この洗剤を使用する際にはその特徴をしっかりつかむ事がメンテナンス効率を上げるうえでは重要です。貴方のお使いになっている万能洗剤の特徴は何でしょうか?その特性を生かし切っていますか?弊社製品を例に取って考えてみましょう。
弊社で代表的なアルカリ性万能洗剤は「マルチサーフィスクリーナー」と「パスメーカー」です。

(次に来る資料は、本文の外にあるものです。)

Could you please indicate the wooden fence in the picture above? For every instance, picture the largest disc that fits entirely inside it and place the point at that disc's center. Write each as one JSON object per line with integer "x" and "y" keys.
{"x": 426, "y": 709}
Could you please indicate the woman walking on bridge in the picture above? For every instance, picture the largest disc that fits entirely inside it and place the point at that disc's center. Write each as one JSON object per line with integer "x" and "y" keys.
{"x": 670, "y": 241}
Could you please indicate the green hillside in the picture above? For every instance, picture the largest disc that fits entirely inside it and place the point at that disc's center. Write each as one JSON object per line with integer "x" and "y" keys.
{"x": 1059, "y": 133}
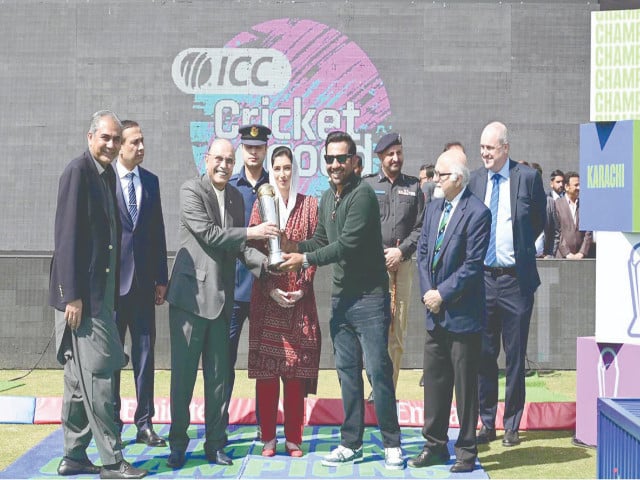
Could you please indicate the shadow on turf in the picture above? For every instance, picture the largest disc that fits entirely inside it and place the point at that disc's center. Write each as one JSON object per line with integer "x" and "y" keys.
{"x": 496, "y": 457}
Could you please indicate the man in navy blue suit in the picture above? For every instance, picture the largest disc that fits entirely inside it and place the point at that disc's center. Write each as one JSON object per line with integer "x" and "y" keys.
{"x": 143, "y": 274}
{"x": 451, "y": 250}
{"x": 515, "y": 195}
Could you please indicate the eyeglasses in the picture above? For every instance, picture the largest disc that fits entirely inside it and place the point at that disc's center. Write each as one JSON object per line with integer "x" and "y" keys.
{"x": 342, "y": 158}
{"x": 441, "y": 176}
{"x": 220, "y": 159}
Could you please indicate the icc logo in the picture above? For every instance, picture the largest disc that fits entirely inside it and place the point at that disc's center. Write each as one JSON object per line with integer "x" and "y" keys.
{"x": 250, "y": 71}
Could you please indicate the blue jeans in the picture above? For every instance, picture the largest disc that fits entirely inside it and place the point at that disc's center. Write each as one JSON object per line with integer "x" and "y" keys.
{"x": 361, "y": 326}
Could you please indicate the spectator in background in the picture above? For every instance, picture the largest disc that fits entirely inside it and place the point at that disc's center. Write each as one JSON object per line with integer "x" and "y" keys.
{"x": 545, "y": 245}
{"x": 570, "y": 242}
{"x": 284, "y": 334}
{"x": 556, "y": 184}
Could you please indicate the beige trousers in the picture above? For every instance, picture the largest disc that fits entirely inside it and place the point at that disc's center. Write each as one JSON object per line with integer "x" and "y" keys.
{"x": 400, "y": 283}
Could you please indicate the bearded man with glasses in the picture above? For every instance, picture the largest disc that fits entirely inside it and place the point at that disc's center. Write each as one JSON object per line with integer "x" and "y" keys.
{"x": 349, "y": 236}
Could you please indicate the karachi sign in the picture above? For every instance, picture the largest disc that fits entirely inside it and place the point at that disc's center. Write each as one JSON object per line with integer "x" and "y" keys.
{"x": 301, "y": 78}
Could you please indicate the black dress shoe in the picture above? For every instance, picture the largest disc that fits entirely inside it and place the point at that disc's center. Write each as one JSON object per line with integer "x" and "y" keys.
{"x": 485, "y": 435}
{"x": 69, "y": 466}
{"x": 176, "y": 459}
{"x": 511, "y": 438}
{"x": 427, "y": 458}
{"x": 122, "y": 470}
{"x": 462, "y": 466}
{"x": 219, "y": 457}
{"x": 151, "y": 438}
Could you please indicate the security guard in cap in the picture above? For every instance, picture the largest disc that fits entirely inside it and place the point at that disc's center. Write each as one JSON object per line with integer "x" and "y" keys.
{"x": 401, "y": 209}
{"x": 253, "y": 140}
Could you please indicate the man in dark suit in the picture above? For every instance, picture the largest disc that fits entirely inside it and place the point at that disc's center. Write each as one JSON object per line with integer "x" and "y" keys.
{"x": 143, "y": 274}
{"x": 200, "y": 294}
{"x": 515, "y": 195}
{"x": 83, "y": 290}
{"x": 451, "y": 251}
{"x": 570, "y": 242}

「マルチサーフィスクリーナー」は1:50で希釈するのが基本ですが、この希釈倍率では汚れを良く落としながら、ワックスの光沢を落とさないのです。ここが非常に重要なポイントです。この性質を上手く使えば、定期清掃時には、ワックス再塗布1枚で光沢を挙げる事が可能ですし、日常清掃で使用した際にも、汚れだけを落とし、ワックスの色ボケを起こしません。

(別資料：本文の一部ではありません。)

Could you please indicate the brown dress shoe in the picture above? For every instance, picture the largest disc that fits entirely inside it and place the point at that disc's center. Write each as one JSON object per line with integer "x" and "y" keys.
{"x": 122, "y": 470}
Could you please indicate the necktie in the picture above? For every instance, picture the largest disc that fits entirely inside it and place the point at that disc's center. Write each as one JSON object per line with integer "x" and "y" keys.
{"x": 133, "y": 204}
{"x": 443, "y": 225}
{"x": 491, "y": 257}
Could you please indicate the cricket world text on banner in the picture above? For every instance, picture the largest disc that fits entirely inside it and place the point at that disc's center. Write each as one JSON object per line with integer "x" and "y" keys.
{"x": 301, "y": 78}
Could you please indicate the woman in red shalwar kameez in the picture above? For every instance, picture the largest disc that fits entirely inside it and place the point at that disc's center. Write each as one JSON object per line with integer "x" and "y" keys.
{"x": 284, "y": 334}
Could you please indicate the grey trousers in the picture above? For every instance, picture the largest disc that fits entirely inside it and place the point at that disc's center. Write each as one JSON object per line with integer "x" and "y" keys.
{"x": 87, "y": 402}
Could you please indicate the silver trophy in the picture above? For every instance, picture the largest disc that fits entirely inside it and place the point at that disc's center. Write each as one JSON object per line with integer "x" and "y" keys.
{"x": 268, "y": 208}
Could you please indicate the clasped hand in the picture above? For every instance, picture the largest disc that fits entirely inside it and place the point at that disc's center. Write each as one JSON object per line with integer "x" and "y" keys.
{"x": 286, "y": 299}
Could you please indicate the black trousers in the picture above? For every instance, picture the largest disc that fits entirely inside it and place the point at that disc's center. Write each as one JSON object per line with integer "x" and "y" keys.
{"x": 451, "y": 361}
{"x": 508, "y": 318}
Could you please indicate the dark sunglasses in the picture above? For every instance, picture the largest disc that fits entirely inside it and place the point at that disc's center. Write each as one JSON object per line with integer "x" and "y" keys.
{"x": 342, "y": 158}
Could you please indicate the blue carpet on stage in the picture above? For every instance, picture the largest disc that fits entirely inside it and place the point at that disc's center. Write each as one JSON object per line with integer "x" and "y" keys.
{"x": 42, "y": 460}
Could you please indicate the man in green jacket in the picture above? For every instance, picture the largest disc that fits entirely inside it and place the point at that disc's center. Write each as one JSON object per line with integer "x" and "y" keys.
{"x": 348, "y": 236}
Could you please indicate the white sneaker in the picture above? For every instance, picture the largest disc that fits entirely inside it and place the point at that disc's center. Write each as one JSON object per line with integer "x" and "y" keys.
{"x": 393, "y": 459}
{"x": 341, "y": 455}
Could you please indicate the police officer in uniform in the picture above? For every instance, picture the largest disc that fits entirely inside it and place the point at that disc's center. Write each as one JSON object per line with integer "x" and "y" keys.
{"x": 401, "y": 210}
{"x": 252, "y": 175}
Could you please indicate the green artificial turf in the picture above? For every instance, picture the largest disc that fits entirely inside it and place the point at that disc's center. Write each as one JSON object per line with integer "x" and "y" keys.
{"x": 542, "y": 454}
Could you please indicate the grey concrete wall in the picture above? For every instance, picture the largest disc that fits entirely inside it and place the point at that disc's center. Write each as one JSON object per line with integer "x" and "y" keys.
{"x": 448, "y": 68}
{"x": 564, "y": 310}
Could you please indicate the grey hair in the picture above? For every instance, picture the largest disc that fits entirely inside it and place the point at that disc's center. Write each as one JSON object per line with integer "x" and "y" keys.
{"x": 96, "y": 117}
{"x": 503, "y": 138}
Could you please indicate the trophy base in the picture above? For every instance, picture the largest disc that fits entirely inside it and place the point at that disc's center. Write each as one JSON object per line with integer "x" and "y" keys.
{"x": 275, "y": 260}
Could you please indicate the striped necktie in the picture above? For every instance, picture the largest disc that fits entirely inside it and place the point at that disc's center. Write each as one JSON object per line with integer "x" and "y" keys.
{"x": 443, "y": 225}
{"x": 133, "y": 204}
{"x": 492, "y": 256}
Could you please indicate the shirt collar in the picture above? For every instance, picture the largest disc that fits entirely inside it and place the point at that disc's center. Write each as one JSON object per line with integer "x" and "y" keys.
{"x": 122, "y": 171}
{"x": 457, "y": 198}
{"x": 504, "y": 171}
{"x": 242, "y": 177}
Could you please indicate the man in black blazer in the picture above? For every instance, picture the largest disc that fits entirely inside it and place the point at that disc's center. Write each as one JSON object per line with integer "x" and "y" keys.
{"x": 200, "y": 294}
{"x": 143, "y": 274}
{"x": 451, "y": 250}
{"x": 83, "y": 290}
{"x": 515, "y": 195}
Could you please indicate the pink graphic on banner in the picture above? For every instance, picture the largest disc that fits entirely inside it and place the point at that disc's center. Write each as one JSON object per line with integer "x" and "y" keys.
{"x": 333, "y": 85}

「パスメーカー」は1:40での希釈が基本ですが、この倍率ではワックスのディープクリーニングが可能になります。剥離にはまだ早いが、ガッチリ汚れを落としたいときには最適です。ディープクリーニングをしながら、ワックスを均一に溶かすのです。
また、自動洗浄機を使った定期清掃にも向きます。自動洗浄機はパッド圧が弱いため、通常の洗剤では効き目が弱く、問題を起こしがちですが、「パスメーカー」は元々このため用に作られていますので、最適です。
もっとも万能洗剤らしいのは「SD-20 」です。机、電話機(水に触れてはいけない部分はダメですが)、ドアノブ、壁・・・等、水拭き可能な場所にスプレーし、必要であればスポンジなどで擦りますが、通常は水を含ませたタオルで汚れと一緒に洗剤を拭き取るだけで様々な場所がビックリする程綺麗になります。スパルタン社の最初のベストセラー商品です。
さて、便利なアルカリ性万能洗剤ですが、全ての汚れに対応する訳ではありません。我が日本でよくみられる現象は、水拭きとこの洗剤の2つで全てを済ませようとするケースが多いのです。先ず、酸が必要なトイレや風呂場、流し台、錆などには効果がありません。強い汚れ取りが得意な洗剤ですので、微妙な汚れ(ファインミスト)除去には向いていません(リンス拭きなど工程が複雑になってしまうのです)。
ともあれ、繰り返しになりますが便利な洗剤ですので、特徴をしっかりつかんで使用しましょう。特性を生かせば大きな味方になってくれる洗剤です。